American nationalism — the support of American interests with disregard for the detrimental effects on other nations — has grown widespread and fervent in the aftermath of the Sept. 11 attacks.
The rhetoric following the Twin Towers’ collapse carried significant weight toward any opposition to war as a response.
“This nation is now at war. And in such an environment, domestic political dissent is immoral without a prior statement of national solidarity, a choosing of sides,” said Peter Beinart, editor of The New Republic.
When the House of Representatives voted on the “Post-911 Use of Force Act,” Rep. Barbara J. Lee D-Calif. was the only one to vote in opposition.
“Nor can we let our justified anger over these outrageous acts by vicious murderers inflame prejudice against all Arab Americans, Muslim, Southeast Asians and any other people because of their race, religion or ethnicity…As we act, let us not become the evil we deplore,” said Lee.
This attack on the United States was one of the few instances in American history that an attack took place on American soil.
Despite Lee’s heeding, America launched a war in both Afghanistan and Iraq without considerable debate; Congress passed Bush’s Patriot Act, further eroding American freedoms and President Obama renewed the act in 2011.
A 2012 study from Brown University estimated between 152,280 to 192,550 civilians have died in Iraq and Afghanistan due to military combat; indirect deaths due to “malnutrition, damaged health infrastructure and environmental degradation” push the number of war-related civilian deaths to 965,000.
Yet, a 2013 Gallup Poll found that 67 percent of Americans were satisfied with the nation’s security from terrorism, despite the recent release of a Department of Justice memo on Monday, Feb. 4, defending the killing of Americans linked to al-Qa-da in Yemen has brought up a much needed debate.
How can the American people tolerate a conflict with no identifiable enemy, with no definite war-zone boundaries?
The Afghanistan war-zone is almost 3,000 miles from the border of Yemen where the Obama administration carried out the drone strike that killed Anwar al-Awlaki and Samir Khan, both of whom were American citizens with ties to al-Qaida and allegedly plotting against the United States.
The Bush Administration and Obama Administration have carried out drone strikes in Afghanistan, Pakistan, Yemen and Iraq.
The New America Foundation’s report stated that of the 350 drone strikes carried out between 2004 and 2013 in Pakistan alone, an estimated 1,956 to 3,284 people were killed, “of which 1,526 [to] 2,649 were reported to be militants.”
These numbers are alarming when one thinks about national security. American drone strikes are an imperfect science that is further corrupted by deficient intelligence. Killing civilians in countries like Yemen, Pakistan, Afghanistan and, recently, areas in North Africa further alienates foreign nationals.

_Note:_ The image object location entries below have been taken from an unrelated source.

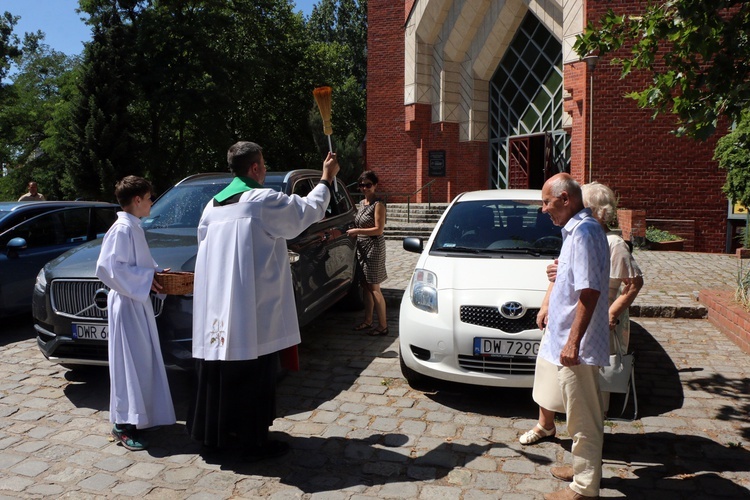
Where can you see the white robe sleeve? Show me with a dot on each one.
(287, 216)
(116, 268)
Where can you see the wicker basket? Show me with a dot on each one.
(175, 283)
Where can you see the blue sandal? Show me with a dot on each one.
(127, 436)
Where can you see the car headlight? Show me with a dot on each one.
(424, 290)
(41, 281)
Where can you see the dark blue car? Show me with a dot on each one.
(70, 303)
(35, 232)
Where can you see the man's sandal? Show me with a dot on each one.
(536, 434)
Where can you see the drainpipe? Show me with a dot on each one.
(591, 61)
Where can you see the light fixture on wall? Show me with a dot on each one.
(591, 61)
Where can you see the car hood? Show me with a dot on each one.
(488, 273)
(170, 248)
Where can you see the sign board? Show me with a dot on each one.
(437, 164)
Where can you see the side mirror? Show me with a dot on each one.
(14, 245)
(413, 244)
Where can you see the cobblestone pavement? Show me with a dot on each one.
(357, 430)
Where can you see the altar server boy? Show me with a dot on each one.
(139, 394)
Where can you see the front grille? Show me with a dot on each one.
(506, 365)
(490, 317)
(75, 299)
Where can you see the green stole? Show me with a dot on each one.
(237, 186)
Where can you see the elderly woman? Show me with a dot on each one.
(625, 281)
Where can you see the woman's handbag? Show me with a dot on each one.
(619, 376)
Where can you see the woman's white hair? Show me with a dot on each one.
(601, 200)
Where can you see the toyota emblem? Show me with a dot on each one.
(512, 310)
(100, 299)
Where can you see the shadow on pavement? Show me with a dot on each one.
(329, 464)
(736, 390)
(665, 463)
(17, 328)
(656, 377)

The American military is killing innocent men, women and children abroad.
Our government has become “the evil we deplore,” and has killed more civilians in the war on terror than were lost in the Sept. 11 attacks.
These acts of unjust violence are further polarizing those who do not align themselves with radical Islam, pushing them further towards Islamic terrorists.
President Obama cannot justify his drone strikes in the name of the war on terror if he claims “the inherent right of the United States to national self-defense” against an enemy “who poses an imminent threat of violent attack to the United States.”
The term “imminent threat” implies the U.S. government knows these individuals have planned and are close to facilitating an attack against the United States, yet this is not often the case.
With so many civilians dying, Americans have to ask themselves if killing innocent civilians as well as al-Qaida members makes America a safer place, or if we are planting the seeds of future conflicts that will arise in the Middle East or North Africa.
During wartime, a strong sense of nationalism has caused our country to make tragic mistakes in the past — the American-Japanese internment camps in American during World War II come to mind.
Do not fall prey to the pitfalls of nationalism: voice dissent. Our government is only as credible as the people who advocate for its just practices.
Editor’s Note: This column is a part of a month-long series discussing human identity and how it pertains to conflicts within and between cultures.